After the completion of electrification of the OEG Mannheim–Heidelberg–Weinheim–Mannheim triangular route in 1956, the two train services running to Weinheim were joined, with every second train continued in Heidelberg, creating so-called "round trip" services. Normal train services were also joined in Heidelberg from 30 May 1965, so that all trains now ran on round trips except for additional peak-hour services. A round trip took 122 minutes.

Half-hourly services were introduced on 25 September 1966. The point where trains crossed had been relocated from Schriesheim to Schriesheim Süd. On 25 September, the crossing point was moved back to Schriesheim and the crossing loop in Schriesheim Süd was closed.

A reduced timetable with less regular intervals was operated from 1 July 1971 to 31 June 1973. Afterwards, the operation of regular-interval trains every half hour was restored, with 20-minute intervals in the peak hours. After the morning peak, services between Weinheim and Schriesheim ran hourly until 27 May 1979. The circuit route was interrupted in Schriesheim until 28 September 1974 (and in Mannheim since 1943). Duewag-GT8 sets were used on the northern part of the line, while trains with B4 trailer cars and "half and full trains" (Halb- und Ganzzüge) were used on the southern part.

Another half-hour cycle was introduced on 23 May 1993 and additional trains ran between Schriesheim and Heidelberg. The top speed was increased from 60 km/h to 80 km/h.

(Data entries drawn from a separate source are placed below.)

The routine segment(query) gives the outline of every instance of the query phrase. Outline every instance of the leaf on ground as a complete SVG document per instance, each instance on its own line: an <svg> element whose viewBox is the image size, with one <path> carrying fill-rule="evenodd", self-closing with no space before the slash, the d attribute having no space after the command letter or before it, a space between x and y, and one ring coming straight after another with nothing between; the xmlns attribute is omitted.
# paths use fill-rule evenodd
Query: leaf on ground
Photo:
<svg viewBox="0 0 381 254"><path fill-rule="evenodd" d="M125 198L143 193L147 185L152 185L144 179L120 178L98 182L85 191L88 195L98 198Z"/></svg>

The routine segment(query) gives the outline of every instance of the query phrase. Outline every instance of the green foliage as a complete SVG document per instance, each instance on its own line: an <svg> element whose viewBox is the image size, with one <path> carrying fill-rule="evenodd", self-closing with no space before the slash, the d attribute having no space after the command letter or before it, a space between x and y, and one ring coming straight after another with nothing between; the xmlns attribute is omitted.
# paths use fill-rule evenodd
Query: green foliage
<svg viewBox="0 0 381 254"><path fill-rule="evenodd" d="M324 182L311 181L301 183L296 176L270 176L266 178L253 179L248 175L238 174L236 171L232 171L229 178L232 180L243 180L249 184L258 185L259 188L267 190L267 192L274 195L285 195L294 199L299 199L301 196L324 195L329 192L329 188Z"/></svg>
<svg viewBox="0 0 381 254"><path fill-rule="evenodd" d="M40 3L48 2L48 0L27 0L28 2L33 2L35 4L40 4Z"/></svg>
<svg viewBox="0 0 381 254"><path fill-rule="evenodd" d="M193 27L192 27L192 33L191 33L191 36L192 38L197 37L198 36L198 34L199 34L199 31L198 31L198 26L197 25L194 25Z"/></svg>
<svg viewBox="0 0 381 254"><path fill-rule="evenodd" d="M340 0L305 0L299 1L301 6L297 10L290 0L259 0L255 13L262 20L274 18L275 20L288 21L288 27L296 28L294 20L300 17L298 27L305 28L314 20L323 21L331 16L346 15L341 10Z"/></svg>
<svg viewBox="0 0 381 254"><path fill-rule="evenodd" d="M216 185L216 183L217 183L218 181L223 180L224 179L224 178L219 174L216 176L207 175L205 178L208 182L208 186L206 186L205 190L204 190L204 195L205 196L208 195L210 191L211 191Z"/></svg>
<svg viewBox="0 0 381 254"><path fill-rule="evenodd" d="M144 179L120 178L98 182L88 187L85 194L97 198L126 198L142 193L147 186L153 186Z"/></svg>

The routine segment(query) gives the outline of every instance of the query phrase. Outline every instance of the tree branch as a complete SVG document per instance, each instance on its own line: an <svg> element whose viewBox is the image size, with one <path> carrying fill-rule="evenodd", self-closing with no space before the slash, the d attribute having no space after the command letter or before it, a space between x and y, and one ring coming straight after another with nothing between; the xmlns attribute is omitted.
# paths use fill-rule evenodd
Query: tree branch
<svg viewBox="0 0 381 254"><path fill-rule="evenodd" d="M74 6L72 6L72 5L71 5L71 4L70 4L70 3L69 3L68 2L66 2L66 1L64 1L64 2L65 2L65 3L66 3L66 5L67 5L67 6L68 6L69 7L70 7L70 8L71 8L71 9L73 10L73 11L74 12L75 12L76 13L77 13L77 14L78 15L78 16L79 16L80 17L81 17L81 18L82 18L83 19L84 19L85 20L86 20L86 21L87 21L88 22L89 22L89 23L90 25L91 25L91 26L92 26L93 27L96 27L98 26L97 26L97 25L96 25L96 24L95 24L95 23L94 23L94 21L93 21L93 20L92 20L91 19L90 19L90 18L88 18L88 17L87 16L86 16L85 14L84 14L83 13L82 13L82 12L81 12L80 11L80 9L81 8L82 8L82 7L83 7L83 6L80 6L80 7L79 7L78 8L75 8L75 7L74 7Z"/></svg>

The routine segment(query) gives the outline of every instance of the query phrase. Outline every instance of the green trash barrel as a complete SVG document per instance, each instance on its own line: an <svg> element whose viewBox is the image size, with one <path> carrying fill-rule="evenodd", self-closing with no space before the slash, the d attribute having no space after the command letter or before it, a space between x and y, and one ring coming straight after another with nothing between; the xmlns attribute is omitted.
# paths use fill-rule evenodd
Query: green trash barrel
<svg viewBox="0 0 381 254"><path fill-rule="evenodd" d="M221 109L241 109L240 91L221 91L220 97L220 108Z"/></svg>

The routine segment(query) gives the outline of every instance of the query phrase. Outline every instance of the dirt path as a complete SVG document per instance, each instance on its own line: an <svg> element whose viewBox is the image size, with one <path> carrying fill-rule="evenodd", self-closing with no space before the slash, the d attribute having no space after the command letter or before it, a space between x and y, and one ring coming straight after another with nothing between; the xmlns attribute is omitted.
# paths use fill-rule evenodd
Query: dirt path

In 1995, the Weinheim and Heidelberg train services were also joined in Mannheim. So OEG trains have circulated around the circuit since then, except for trains that reverse in Edingen/Schriesheim or Käfertal/Weinheim. Trains running the entire circuit were initially designated as line 62 in 1995, as the VRN envisaged adopting a network-wide naming scheme. However, since the MVV used the designation 5 for the OEG service running within Mannheim on its light rail network, the VRN eventually used the designation 5R for trains running on the whole circuit. In the VRN's timetable book, however, the timetable was listed in table "R 65". The distinction between 5 (for the trains running only between Käfertal and Edingen) and 5R was finally abandoned at the end of 2006 and since then only the designation 5 has been used. This designation is now also used in the timetable book.